KEPASTIAN HUKUM : Pemerintah Revisi Aturan CFC

12 February 2019

Bisnis.com  Selasa, 12/02/2019 02:00 WIB

JAKARTA — Pemerintah akan mengubah aturan terkait controlled foreign company (CFC) rules guna memberikan kepastian kepada pelaku usaha.

Perubahan aturan yang belum lama diimplementasikan tersebut akan merevisi PMK 107/2017 tentang Penetapan saat Diperolehnya Dividen dan Dasar Penghitungannya oleh Wajib Pajak Dalam Negeri atas Penyertaan Modal pada Badan Usaha di Luar Negeri non-Bursa.

Informasi yang dihimpun Bisnis, revisi beleid itu akan membedakan antara pendapatan yang bersifat pasif dan aktif. Keputusan untuk merevisi aturan tersebut dilakukan karena regulasi yang berlaku saat ini dianggap mendistorsi daya saing berusaha.

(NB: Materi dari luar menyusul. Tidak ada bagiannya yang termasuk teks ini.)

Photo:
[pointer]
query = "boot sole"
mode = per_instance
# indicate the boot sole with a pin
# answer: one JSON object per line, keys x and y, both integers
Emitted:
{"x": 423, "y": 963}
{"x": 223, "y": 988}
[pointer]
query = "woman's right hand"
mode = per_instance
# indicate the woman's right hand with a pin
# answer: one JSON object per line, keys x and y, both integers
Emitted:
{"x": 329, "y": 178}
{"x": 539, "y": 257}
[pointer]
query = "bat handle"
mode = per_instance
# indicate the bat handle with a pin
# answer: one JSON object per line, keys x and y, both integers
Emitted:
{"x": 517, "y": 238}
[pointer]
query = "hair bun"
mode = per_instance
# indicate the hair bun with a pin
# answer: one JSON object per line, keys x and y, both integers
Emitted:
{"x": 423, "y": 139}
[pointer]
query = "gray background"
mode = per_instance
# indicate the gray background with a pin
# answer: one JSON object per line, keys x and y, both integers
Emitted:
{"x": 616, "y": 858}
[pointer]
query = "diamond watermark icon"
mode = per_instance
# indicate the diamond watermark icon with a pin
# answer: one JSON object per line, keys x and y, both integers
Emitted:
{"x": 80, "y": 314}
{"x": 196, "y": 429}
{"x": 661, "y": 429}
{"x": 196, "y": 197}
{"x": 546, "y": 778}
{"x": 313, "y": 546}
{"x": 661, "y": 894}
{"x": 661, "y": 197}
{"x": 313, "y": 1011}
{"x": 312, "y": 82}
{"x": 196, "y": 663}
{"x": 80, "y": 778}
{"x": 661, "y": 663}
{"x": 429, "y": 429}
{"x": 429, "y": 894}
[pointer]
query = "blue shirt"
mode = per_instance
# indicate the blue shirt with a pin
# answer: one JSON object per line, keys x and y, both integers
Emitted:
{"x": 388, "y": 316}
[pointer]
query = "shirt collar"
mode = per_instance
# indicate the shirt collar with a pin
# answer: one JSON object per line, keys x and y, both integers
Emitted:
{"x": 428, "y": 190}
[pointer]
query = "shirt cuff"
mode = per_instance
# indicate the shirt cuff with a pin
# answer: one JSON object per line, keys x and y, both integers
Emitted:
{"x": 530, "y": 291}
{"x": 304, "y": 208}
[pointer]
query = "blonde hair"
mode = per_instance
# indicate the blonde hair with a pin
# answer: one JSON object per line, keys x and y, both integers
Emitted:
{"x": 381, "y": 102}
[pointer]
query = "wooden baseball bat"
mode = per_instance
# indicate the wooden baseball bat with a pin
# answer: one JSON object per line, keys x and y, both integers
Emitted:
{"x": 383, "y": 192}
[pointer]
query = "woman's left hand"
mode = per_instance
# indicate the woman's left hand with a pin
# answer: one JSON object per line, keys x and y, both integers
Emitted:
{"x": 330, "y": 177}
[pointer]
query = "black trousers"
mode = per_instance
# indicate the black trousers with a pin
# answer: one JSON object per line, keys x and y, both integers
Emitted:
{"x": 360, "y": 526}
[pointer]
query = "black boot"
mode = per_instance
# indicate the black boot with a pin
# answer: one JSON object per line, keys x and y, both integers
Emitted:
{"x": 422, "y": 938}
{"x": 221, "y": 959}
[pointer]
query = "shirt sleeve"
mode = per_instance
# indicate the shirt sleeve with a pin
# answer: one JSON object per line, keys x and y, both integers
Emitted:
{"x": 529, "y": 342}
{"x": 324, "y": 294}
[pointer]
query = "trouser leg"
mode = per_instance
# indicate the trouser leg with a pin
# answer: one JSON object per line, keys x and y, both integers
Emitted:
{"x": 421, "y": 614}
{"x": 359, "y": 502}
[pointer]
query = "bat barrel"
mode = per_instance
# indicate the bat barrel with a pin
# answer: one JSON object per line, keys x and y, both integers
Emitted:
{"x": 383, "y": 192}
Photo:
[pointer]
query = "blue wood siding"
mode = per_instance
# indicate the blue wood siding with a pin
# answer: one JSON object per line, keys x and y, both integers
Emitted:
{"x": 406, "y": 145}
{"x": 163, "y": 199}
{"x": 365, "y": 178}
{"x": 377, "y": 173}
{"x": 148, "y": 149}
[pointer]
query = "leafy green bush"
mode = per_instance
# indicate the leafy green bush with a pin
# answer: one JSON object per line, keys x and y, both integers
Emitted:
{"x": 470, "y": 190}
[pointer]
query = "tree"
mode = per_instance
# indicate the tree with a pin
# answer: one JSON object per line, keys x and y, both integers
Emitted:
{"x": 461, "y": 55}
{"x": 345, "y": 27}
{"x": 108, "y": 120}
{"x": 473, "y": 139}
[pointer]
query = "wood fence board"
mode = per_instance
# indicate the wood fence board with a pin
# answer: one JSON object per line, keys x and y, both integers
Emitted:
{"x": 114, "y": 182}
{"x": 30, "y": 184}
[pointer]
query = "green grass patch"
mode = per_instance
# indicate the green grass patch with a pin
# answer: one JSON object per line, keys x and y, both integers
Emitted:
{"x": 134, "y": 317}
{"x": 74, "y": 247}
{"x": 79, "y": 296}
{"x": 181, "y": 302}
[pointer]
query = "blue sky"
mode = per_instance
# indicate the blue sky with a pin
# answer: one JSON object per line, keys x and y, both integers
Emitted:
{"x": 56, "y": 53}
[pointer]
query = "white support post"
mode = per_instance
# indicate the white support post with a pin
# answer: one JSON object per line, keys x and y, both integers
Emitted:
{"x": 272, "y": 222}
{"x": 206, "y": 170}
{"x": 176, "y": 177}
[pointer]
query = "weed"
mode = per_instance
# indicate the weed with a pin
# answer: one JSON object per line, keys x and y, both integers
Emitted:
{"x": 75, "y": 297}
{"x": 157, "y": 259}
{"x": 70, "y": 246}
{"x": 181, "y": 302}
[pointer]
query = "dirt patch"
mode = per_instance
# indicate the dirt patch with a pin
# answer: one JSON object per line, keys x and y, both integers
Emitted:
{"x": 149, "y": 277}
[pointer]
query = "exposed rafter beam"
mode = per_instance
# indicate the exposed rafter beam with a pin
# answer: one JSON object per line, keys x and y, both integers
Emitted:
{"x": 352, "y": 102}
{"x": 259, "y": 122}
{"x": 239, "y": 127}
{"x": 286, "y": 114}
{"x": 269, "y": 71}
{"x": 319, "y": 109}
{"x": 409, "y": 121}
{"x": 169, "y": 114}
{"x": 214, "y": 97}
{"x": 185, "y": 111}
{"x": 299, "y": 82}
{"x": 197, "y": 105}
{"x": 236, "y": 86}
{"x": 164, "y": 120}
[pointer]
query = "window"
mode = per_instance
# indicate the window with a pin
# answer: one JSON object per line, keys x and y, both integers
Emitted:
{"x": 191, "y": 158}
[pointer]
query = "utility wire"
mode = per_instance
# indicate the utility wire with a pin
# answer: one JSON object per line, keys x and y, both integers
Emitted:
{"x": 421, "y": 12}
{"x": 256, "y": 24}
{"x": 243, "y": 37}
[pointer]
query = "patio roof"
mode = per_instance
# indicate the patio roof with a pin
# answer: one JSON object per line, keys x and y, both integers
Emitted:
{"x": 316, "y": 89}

Apalagi mekanisme yang berlaku saat ini mengharuskan pengusaha menyetor PPh kepada Ditjen Pajak atas dividen BULN non-bursa yang belum dibagi.

Selain alasan tersebut, PMK 107/2017 juga dianggap mengangkangi Pasal 18 ayat 2 Undang-Undang Pajak Penghasilan (PPh), karena memperluas basis penghitungan pajak atas dividen BULN non-bursa dari semula hanya menyasar ke pengendali langsung kemudian mencakup pengendali tak langsung BULN non-bursa.

Padahal, kalau merujuk ke UU PPh, aturan ini hanya mengatur kepemilikan langsung penyertaan modal WPDN di BULN non-bursa paling rendah 50% atau secara bersama-sama memiliki dengan WPDN lainnya dengan penyertaan modal minimal 50%.

Direktur Perpajakan Internasional Ditjen Pajak John Hutagaol membenarkan bahwa pemerintah tengah melakukan revisi terhadap PMK 107/2017. Revisi dilakukan untuk menyempurnakan beberapa sisi regulasi yang dianggap masih perlu dibenahi misalnya terkait dengan ruang lingkup obyek pajak dan dividen.

“Tujuannya untuk lebih memberikan klarifikasi, sehingga mudah untuk dipahami misalnya ruang lingkup obyek pajak,” kata John kepada Bisnis, Senin (11/2).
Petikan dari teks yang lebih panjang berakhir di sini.